Das hinduistische Fest Diwali
am 13. November
Diwali oder auch das Fest
der Lichter kündigte sich schon mehrere Tage zuvor an, sei es auf Reklametafeln
oder auch durch Spezialangebote in den Einkaufsläden. In den Nächten zuvor und
auch danach wurde man häufig auf Grund eines lauten Schlages aus dem Schlaf
gerissen! Überall wurden Feuerwerkskörper abgefeuert. Da wir in einer etwas
reicheren Straße leben, war es um unser Haus herum besonders schlimm.
An den Tagen vor Diwali,
wurde auch in den jeweiligen Slumareas ein kleines Fest für die Kinder
vorbereitet. Ich hatte das Vergnügen gleich in zwei Areas Diwali zu feiern. Die
Kinder machten dort ein kleines Programm (tanzen oder singen) und anschließend
bekam jedes Kind eine kleine Kerze in die Hand gedrückt. Im Kreis aufgestellt,
wurde diese angezündet und gemeinsam ein Gebet und verschiedene Wünsche ausgesprochen.
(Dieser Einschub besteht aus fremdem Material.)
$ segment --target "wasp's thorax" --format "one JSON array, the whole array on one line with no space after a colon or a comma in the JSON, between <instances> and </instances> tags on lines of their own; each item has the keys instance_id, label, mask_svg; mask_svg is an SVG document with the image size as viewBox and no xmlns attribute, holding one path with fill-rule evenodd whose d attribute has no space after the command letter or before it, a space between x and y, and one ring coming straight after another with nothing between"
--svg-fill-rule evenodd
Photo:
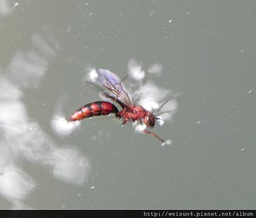
<instances>
[{"instance_id":1,"label":"wasp's thorax","mask_svg":"<svg viewBox=\"0 0 256 218\"><path fill-rule=\"evenodd\" d=\"M143 123L149 127L154 127L155 126L155 115L150 111L147 111L143 119Z\"/></svg>"}]
</instances>

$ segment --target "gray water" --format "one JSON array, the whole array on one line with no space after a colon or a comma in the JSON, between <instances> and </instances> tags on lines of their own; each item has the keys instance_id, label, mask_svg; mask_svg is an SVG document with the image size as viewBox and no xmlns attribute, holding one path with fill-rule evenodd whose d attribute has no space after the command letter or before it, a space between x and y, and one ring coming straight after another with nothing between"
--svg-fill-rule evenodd
<instances>
[{"instance_id":1,"label":"gray water","mask_svg":"<svg viewBox=\"0 0 256 218\"><path fill-rule=\"evenodd\" d=\"M255 209L255 23L253 0L1 0L0 208ZM86 69L131 58L180 94L171 145L108 117L53 131L100 100Z\"/></svg>"}]
</instances>

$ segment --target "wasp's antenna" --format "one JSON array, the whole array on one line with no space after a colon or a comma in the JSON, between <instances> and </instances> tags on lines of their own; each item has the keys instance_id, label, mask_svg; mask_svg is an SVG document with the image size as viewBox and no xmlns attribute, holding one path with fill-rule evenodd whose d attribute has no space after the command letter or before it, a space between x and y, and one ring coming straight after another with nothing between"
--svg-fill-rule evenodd
<instances>
[{"instance_id":1,"label":"wasp's antenna","mask_svg":"<svg viewBox=\"0 0 256 218\"><path fill-rule=\"evenodd\" d=\"M172 97L171 98L166 100L164 103L163 103L163 104L162 104L162 105L159 107L159 108L156 111L155 114L158 114L160 110L164 106L164 105L166 104L169 100L172 99L174 98L174 96Z\"/></svg>"}]
</instances>

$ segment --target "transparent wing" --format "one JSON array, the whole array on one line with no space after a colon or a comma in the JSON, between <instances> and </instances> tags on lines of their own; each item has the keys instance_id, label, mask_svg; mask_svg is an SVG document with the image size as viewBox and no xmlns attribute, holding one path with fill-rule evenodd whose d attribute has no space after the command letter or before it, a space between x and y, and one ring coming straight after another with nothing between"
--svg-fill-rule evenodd
<instances>
[{"instance_id":1,"label":"transparent wing","mask_svg":"<svg viewBox=\"0 0 256 218\"><path fill-rule=\"evenodd\" d=\"M126 106L132 104L131 97L117 75L103 69L97 70L97 74L96 81L114 94L114 98L123 102Z\"/></svg>"}]
</instances>

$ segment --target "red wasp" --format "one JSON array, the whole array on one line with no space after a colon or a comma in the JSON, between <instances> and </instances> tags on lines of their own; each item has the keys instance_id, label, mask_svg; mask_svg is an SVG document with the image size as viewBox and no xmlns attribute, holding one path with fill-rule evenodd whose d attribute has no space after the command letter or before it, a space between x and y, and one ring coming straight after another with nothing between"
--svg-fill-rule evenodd
<instances>
[{"instance_id":1,"label":"red wasp","mask_svg":"<svg viewBox=\"0 0 256 218\"><path fill-rule=\"evenodd\" d=\"M123 83L125 78L121 81L117 75L105 69L100 69L97 70L96 72L97 74L95 74L94 77L94 85L101 89L101 94L117 103L122 107L122 109L118 111L116 106L109 102L92 102L75 111L69 118L70 121L80 120L93 116L106 115L114 113L117 118L123 120L122 125L125 124L127 121L139 121L142 124L144 123L148 127L154 127L155 120L159 118L156 118L154 113L147 111L141 106L137 105L135 103L136 100L133 103L131 95ZM110 93L103 90L101 86L106 87ZM158 112L171 99L164 102L159 107ZM163 143L167 142L152 132L147 129L143 129L143 132L146 134L151 135Z\"/></svg>"}]
</instances>

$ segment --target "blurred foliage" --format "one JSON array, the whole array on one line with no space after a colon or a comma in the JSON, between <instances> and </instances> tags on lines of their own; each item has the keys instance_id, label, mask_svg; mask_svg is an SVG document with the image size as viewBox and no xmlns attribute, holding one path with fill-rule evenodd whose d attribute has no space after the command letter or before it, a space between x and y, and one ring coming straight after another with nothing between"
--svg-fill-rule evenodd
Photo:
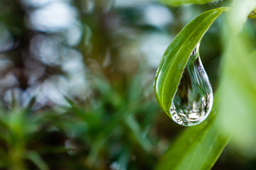
<instances>
[{"instance_id":1,"label":"blurred foliage","mask_svg":"<svg viewBox=\"0 0 256 170\"><path fill-rule=\"evenodd\" d=\"M0 169L154 169L184 129L155 100L158 62L187 23L228 1L1 0ZM247 24L253 41L255 21ZM223 26L201 45L214 90ZM213 169L255 169L253 152L234 144Z\"/></svg>"}]
</instances>

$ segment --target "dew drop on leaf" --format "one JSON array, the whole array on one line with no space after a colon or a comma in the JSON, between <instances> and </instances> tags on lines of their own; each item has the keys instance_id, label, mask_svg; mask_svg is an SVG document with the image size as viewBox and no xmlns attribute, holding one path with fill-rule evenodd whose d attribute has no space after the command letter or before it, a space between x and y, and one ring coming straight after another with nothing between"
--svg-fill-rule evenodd
<instances>
[{"instance_id":1,"label":"dew drop on leaf","mask_svg":"<svg viewBox=\"0 0 256 170\"><path fill-rule=\"evenodd\" d=\"M198 48L199 43L191 54L170 109L173 120L181 125L191 126L203 122L213 106L213 90Z\"/></svg>"}]
</instances>

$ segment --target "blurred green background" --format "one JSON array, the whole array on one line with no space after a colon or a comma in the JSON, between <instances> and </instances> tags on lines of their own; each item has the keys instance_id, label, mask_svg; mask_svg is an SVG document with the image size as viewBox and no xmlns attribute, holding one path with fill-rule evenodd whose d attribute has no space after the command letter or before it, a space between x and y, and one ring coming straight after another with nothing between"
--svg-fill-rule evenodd
<instances>
[{"instance_id":1,"label":"blurred green background","mask_svg":"<svg viewBox=\"0 0 256 170\"><path fill-rule=\"evenodd\" d=\"M153 169L186 129L156 103L159 62L187 23L228 1L1 0L0 169ZM220 19L200 48L214 92ZM213 167L255 169L232 142Z\"/></svg>"}]
</instances>

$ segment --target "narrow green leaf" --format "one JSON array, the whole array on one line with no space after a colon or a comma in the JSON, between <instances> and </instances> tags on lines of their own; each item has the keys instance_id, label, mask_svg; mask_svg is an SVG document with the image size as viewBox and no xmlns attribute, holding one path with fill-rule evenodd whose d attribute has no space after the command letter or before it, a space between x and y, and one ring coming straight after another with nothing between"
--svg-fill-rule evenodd
<instances>
[{"instance_id":1,"label":"narrow green leaf","mask_svg":"<svg viewBox=\"0 0 256 170\"><path fill-rule=\"evenodd\" d=\"M161 2L170 6L180 6L188 4L203 4L218 0L160 0Z\"/></svg>"},{"instance_id":2,"label":"narrow green leaf","mask_svg":"<svg viewBox=\"0 0 256 170\"><path fill-rule=\"evenodd\" d=\"M184 131L163 155L156 170L210 169L228 143L218 127L215 110L203 123Z\"/></svg>"},{"instance_id":3,"label":"narrow green leaf","mask_svg":"<svg viewBox=\"0 0 256 170\"><path fill-rule=\"evenodd\" d=\"M159 104L169 116L190 54L213 21L226 9L218 8L199 15L181 30L165 51L156 71L154 89Z\"/></svg>"}]
</instances>

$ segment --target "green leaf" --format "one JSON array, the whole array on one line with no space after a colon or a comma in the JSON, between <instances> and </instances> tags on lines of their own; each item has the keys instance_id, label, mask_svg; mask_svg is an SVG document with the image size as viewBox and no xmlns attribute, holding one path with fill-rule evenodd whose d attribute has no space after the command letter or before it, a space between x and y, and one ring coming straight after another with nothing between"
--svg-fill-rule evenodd
<instances>
[{"instance_id":1,"label":"green leaf","mask_svg":"<svg viewBox=\"0 0 256 170\"><path fill-rule=\"evenodd\" d=\"M156 169L210 169L229 140L218 127L216 111L184 131L162 156Z\"/></svg>"},{"instance_id":2,"label":"green leaf","mask_svg":"<svg viewBox=\"0 0 256 170\"><path fill-rule=\"evenodd\" d=\"M213 21L226 9L218 8L199 15L181 30L165 51L156 71L154 89L159 104L170 118L172 100L190 54Z\"/></svg>"},{"instance_id":3,"label":"green leaf","mask_svg":"<svg viewBox=\"0 0 256 170\"><path fill-rule=\"evenodd\" d=\"M216 0L160 0L160 1L170 6L180 6L188 4L203 4L211 1L216 1Z\"/></svg>"}]
</instances>

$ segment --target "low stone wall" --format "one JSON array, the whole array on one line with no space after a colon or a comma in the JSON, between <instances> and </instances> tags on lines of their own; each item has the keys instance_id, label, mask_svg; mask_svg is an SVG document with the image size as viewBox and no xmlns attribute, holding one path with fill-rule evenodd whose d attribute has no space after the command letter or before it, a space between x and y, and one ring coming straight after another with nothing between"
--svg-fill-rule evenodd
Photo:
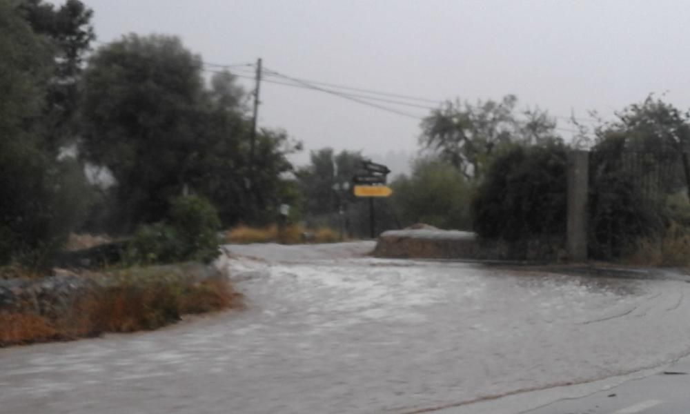
<instances>
[{"instance_id":1,"label":"low stone wall","mask_svg":"<svg viewBox=\"0 0 690 414\"><path fill-rule=\"evenodd\" d=\"M153 273L165 275L162 283L184 279L201 282L224 277L213 266L197 263L149 266L108 272L57 270L45 277L0 279L0 314L29 312L41 315L59 315L72 308L75 300L92 289L117 286L126 273L136 272L142 277Z\"/></svg>"},{"instance_id":2,"label":"low stone wall","mask_svg":"<svg viewBox=\"0 0 690 414\"><path fill-rule=\"evenodd\" d=\"M71 274L0 280L0 313L30 310L54 315L69 309L95 282Z\"/></svg>"},{"instance_id":3,"label":"low stone wall","mask_svg":"<svg viewBox=\"0 0 690 414\"><path fill-rule=\"evenodd\" d=\"M391 258L482 258L474 233L429 228L384 232L379 236L373 255Z\"/></svg>"}]
</instances>

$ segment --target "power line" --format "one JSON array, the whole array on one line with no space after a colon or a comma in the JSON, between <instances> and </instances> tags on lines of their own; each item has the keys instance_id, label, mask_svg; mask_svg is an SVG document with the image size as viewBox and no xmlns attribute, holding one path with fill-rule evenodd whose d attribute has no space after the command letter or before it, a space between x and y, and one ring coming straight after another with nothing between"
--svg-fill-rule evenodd
<instances>
[{"instance_id":1,"label":"power line","mask_svg":"<svg viewBox=\"0 0 690 414\"><path fill-rule=\"evenodd\" d=\"M377 108L380 109L382 110L385 110L385 111L387 111L387 112L391 112L391 113L397 114L397 115L402 115L404 117L408 117L409 118L414 118L415 119L419 119L419 120L421 120L421 119L423 119L422 117L418 117L417 115L414 115L409 114L409 113L407 113L407 112L402 112L402 111L400 111L400 110L398 110L397 109L394 109L394 108L390 108L390 107L388 107L388 106L384 106L383 105L379 105L378 103L373 103L372 102L368 102L367 101L364 101L362 99L360 99L359 98L353 97L351 96L349 96L348 95L346 95L346 94L340 92L337 92L337 91L334 91L334 90L330 90L330 89L325 89L324 88L320 88L320 87L317 86L315 85L312 85L312 84L310 84L309 82L308 82L306 81L304 81L304 80L302 80L302 79L298 79L297 78L293 78L293 77L290 77L289 76L283 75L283 74L279 73L278 72L276 72L275 70L269 70L269 69L266 69L266 71L268 73L271 73L271 74L273 74L273 75L274 75L275 76L277 76L277 77L282 77L282 78L284 78L284 79L292 81L293 82L296 82L297 83L301 83L301 84L304 85L306 88L308 88L308 89L313 89L314 90L319 90L319 91L321 91L321 92L325 92L325 93L328 93L328 94L333 95L335 95L335 96L337 96L337 97L339 97L345 99L348 99L350 101L353 101L354 102L357 102L357 103L360 103L362 105L366 105L368 106L371 106L373 108Z\"/></svg>"},{"instance_id":2,"label":"power line","mask_svg":"<svg viewBox=\"0 0 690 414\"><path fill-rule=\"evenodd\" d=\"M208 62L206 61L201 61L201 64L204 66L210 66L212 68L241 68L241 67L254 67L254 63L233 63L232 65L226 65L223 63L214 63L213 62Z\"/></svg>"},{"instance_id":3,"label":"power line","mask_svg":"<svg viewBox=\"0 0 690 414\"><path fill-rule=\"evenodd\" d=\"M241 78L245 78L245 79L254 79L253 77L252 77L250 76L248 76L248 75L237 75L237 74L235 74L235 73L233 73L233 75L235 75L235 76L236 76L236 77L241 77ZM269 74L267 73L266 75L269 75ZM302 85L302 84L294 83L288 83L288 82L282 82L280 81L276 81L276 80L274 80L274 79L267 79L264 78L264 79L262 79L262 81L266 82L266 83L275 83L275 84L277 84L277 85L284 85L285 86L291 86L293 88L300 88L300 89L307 89L307 90L313 90L313 88L310 88L310 87L308 87L308 86L304 86L304 85ZM420 109L426 109L426 110L433 110L434 109L437 109L436 108L434 108L433 106L424 106L424 105L418 105L417 103L411 103L409 102L402 102L400 101L396 101L395 99L388 99L386 98L377 98L377 97L369 97L369 96L364 95L361 95L361 94L345 93L345 92L339 92L337 90L328 90L328 89L326 89L326 88L324 88L324 92L327 91L327 90L330 91L330 92L335 92L335 93L339 93L339 94L342 94L344 96L346 95L348 97L353 97L353 98L361 98L361 99L366 99L366 100L368 100L368 101L379 101L379 102L386 102L387 103L393 103L395 105L402 105L403 106L409 106L409 107L411 107L411 108L419 108Z\"/></svg>"},{"instance_id":4,"label":"power line","mask_svg":"<svg viewBox=\"0 0 690 414\"><path fill-rule=\"evenodd\" d=\"M284 75L280 75L280 74L279 74L277 72L275 72L275 75L277 75L277 76L280 76L282 77L285 77ZM392 97L392 98L398 98L398 99L408 99L408 100L411 100L411 101L420 101L420 102L426 102L428 103L436 103L436 104L438 104L438 103L440 103L441 102L441 101L435 100L435 99L427 99L427 98L420 98L420 97L413 97L413 96L411 96L411 95L401 95L401 94L393 93L393 92L382 92L382 91L379 91L379 90L371 90L371 89L364 89L362 88L355 88L355 87L353 87L353 86L345 86L344 85L337 85L336 83L328 83L328 82L322 82L322 81L311 81L311 80L308 80L308 79L299 79L299 78L293 78L293 77L290 77L290 80L292 80L293 81L295 81L295 82L300 82L300 83L308 83L310 85L321 85L321 86L328 86L328 87L331 87L331 88L337 88L337 89L344 89L344 90L353 90L355 92L361 92L368 93L368 94L371 94L371 95L382 95L382 96L390 97Z\"/></svg>"}]
</instances>

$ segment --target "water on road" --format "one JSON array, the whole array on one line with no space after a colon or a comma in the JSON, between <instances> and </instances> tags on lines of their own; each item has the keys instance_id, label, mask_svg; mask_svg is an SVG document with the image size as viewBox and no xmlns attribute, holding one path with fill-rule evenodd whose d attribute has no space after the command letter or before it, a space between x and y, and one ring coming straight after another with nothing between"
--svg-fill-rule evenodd
<instances>
[{"instance_id":1,"label":"water on road","mask_svg":"<svg viewBox=\"0 0 690 414\"><path fill-rule=\"evenodd\" d=\"M690 284L230 246L248 308L0 349L0 413L412 413L690 351Z\"/></svg>"}]
</instances>

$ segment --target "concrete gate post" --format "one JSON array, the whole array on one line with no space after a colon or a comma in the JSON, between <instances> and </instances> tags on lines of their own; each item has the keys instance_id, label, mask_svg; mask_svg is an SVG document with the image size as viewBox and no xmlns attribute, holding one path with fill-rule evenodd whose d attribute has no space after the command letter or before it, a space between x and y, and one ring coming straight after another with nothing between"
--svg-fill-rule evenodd
<instances>
[{"instance_id":1,"label":"concrete gate post","mask_svg":"<svg viewBox=\"0 0 690 414\"><path fill-rule=\"evenodd\" d=\"M568 153L568 259L587 259L587 198L589 152L574 150Z\"/></svg>"}]
</instances>

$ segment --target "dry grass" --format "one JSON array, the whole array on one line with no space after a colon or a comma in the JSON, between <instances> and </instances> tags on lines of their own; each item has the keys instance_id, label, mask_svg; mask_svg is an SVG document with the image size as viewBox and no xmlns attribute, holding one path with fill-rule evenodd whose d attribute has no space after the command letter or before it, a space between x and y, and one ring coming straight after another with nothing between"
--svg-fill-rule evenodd
<instances>
[{"instance_id":1,"label":"dry grass","mask_svg":"<svg viewBox=\"0 0 690 414\"><path fill-rule=\"evenodd\" d=\"M32 314L0 315L0 346L28 344L56 339L58 333L41 316Z\"/></svg>"},{"instance_id":2,"label":"dry grass","mask_svg":"<svg viewBox=\"0 0 690 414\"><path fill-rule=\"evenodd\" d=\"M109 237L102 235L77 235L70 233L70 237L65 245L68 250L77 250L89 248L112 241Z\"/></svg>"},{"instance_id":3,"label":"dry grass","mask_svg":"<svg viewBox=\"0 0 690 414\"><path fill-rule=\"evenodd\" d=\"M0 279L36 279L43 276L45 275L36 270L16 264L0 266Z\"/></svg>"},{"instance_id":4,"label":"dry grass","mask_svg":"<svg viewBox=\"0 0 690 414\"><path fill-rule=\"evenodd\" d=\"M139 276L136 271L130 275ZM0 346L151 330L174 323L183 315L242 306L241 295L224 278L142 282L124 277L95 288L59 315L39 315L34 309L0 314Z\"/></svg>"},{"instance_id":5,"label":"dry grass","mask_svg":"<svg viewBox=\"0 0 690 414\"><path fill-rule=\"evenodd\" d=\"M226 233L228 243L247 244L250 243L335 243L340 241L339 234L328 227L310 230L302 226L286 226L279 230L276 225L264 228L239 225Z\"/></svg>"}]
</instances>

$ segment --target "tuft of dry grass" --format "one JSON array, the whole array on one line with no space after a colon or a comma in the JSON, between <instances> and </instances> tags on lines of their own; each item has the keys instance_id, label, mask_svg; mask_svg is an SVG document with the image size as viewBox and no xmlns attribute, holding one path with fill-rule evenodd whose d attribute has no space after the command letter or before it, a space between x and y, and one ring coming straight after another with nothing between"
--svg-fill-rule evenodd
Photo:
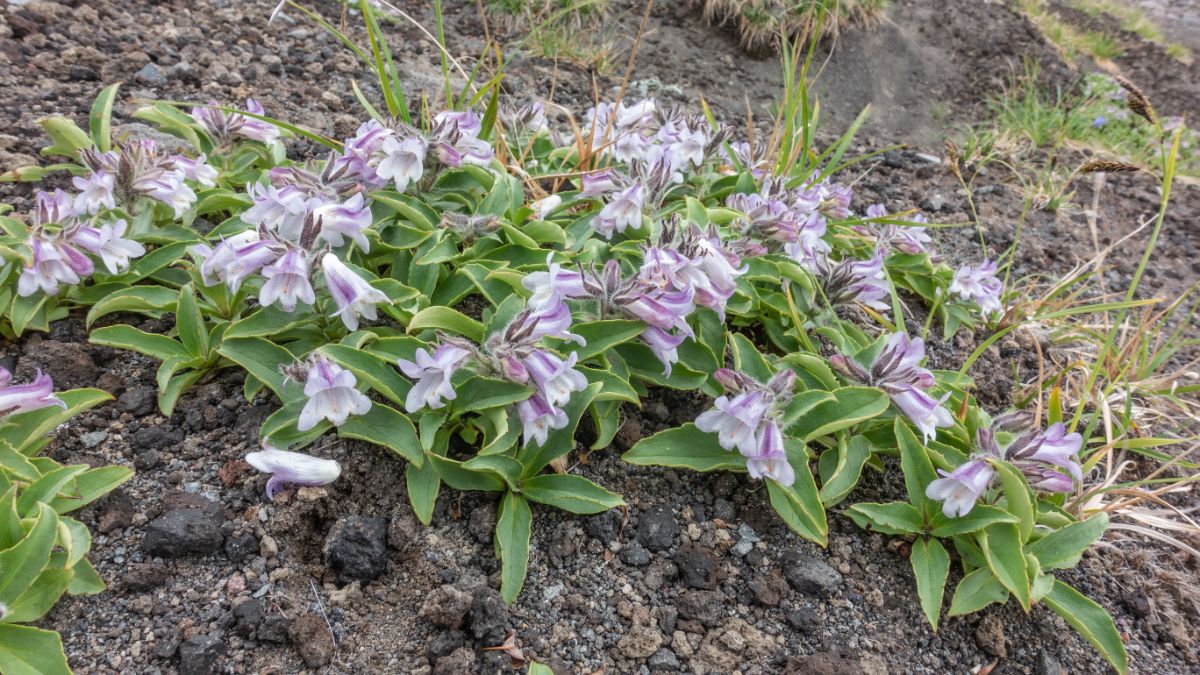
<instances>
[{"instance_id":1,"label":"tuft of dry grass","mask_svg":"<svg viewBox=\"0 0 1200 675\"><path fill-rule=\"evenodd\" d=\"M836 35L847 25L871 25L887 0L691 0L709 23L736 24L743 48L757 52L779 35L817 38ZM803 41L803 40L802 40Z\"/></svg>"}]
</instances>

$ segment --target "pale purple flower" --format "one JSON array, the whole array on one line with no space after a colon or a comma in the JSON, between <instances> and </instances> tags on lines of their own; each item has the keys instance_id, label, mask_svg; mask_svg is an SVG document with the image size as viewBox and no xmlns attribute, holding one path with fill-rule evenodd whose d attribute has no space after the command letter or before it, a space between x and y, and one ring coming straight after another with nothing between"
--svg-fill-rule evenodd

Zum Schluss gab es für die Kinder als Geschenk drei indische Süßigkeiten. Durch
dieses Diwaliprogramm in den Areas sollte den Kindern der eigentliche Sinn des
Lichterfestes verdeutlicht werden. Dabei reicht es aus eine Kerze anzuzünden
und nicht das ganze, sowieso schon knappe Geld, für Feuerwerkskörper
auszugeben. Auch auf die Gefahr von Brandverletzungen durch Feuerwerkskörper
wurde hingewiesen. Leider wurde aber zu meinem großen Bedauern in den meisten
Fällen nicht darauf gehört.
Je lauter, desto besser!
Auch mit unseren Kindern
im Heim wurde Diwali gefeiert. Alle waren super aufgeregt und wussten gar nicht
in welche Richtung sie zuerst schauen sollten. Da sich unsere Nachbarn fast
schon einen Feuerwerkskörperwettkampf leisteten und in weniger als 3 Minuten
Feuerwerkskörper im Wert von 5000 Rupies (ca. 75 €) in die Luft schossen, bot
sich vor unserer Türe eine gewaltige Show. Auch unsere Kinder konnten etwas
daran teilhaben, denn verschiedenste Sponsoren sorgten für genügend Feuerwerksmaterial.
Mich erinnerte Diwali sehr
stark an Silvester, weshalb ich die Tage um Diwali großes Heimweh hatte.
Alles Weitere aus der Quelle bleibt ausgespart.